The spectrum of subclonal TP53 mutations in Chronic Lymphocytic Leukemia a Next Generation Sequencing retrospective study


Chronic lymphocytic leukemia (CLL) is a hematological disorder with complex clinical and biological behavior. TP53 mutational status and cytogenetic assessment of the deletion of the corresponding locus (17p13.1) are considered the most relevant biomarkers associated with pharmaco-predictive response, chemo-refractoriness, and worse prognosis in CLL patients.

The implementation of Next Generation Sequencing (NGS) methodologies in the clinical laboratory allows for comprehensively analyzing the TP53 gene and detecting mutations with allele frequencies ?10%, i.e., "subclonal mutations."

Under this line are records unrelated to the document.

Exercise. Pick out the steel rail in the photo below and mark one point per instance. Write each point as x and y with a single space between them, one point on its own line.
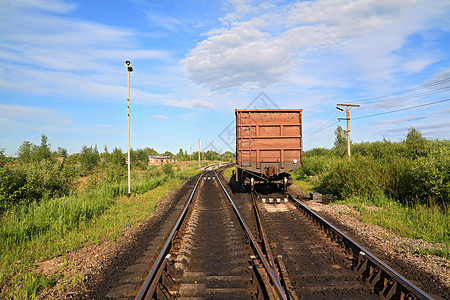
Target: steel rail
166 248
262 232
273 277
366 256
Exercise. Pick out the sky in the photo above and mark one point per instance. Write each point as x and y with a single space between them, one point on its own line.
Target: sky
62 70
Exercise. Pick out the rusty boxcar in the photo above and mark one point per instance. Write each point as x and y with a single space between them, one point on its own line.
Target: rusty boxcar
268 144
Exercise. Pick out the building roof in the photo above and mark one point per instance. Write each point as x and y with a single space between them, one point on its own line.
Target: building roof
159 156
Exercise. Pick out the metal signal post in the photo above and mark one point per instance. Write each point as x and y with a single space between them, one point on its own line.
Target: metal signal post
129 69
348 122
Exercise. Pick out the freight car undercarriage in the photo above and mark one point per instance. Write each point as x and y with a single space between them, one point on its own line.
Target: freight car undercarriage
249 178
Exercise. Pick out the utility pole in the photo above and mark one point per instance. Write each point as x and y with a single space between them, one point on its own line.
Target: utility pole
129 69
199 148
348 122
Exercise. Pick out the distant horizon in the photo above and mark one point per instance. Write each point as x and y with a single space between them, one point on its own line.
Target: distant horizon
64 74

We retrospectively studied TP53 gene mutational status by NGS in 220 samples from 171 CLL patients. TP53 mutations were found in 60/220 (27.3%) samples and 47/171 (27.5%) patients. Interestingly, subclonal mutations could be detected in 31/60 samples (51.7%) corresponding to 25 patients (25/47, 53.2%). We identified 44 distinct subclonal TP53 mutations clustered in the central DNA-binding domain of p53 protein (exons 5-8, codons 133-286). Missense mutations were predominant (> 80%), whereas indels, nonsense, and splice site variants were less represented.

All subclonal TP53 variants but one (p.(Pro191fs) were already described in NCI and/or Seshat databases as "damaging" and/or "probably damaging" mutations (38/44, 86% and 6/44, 14%, respectively).

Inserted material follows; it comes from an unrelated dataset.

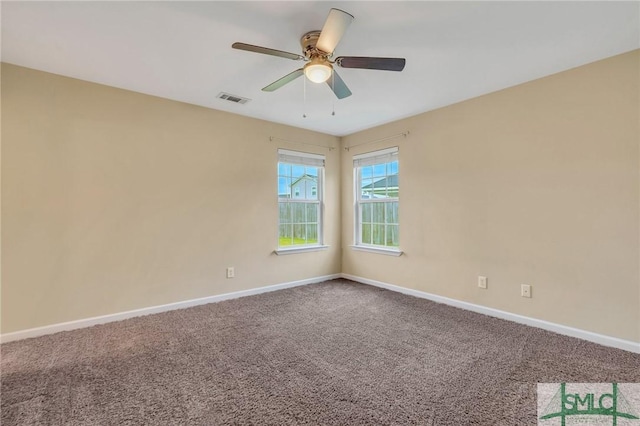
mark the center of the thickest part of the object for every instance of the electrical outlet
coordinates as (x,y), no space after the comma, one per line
(482,282)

Longitudinal samples were available for 37 patients. Almost half of them displayed at least one TP53 mutant subclone, which could be alone (4/16, 25%) or concomitant with other TP53 mutant clonal ones (12/16, 75%); different patterns of mutational dynamics overtimes were documented.

In conclusion, utilization of NGS in our "real-life" cohort of CLL patients demonstrated an elevated frequency of subclonal TP53 mutations. This finding indicates the need for precisely identifying these mutations during disease since the clones carrying them may become predominant and be responsible for therapy failures.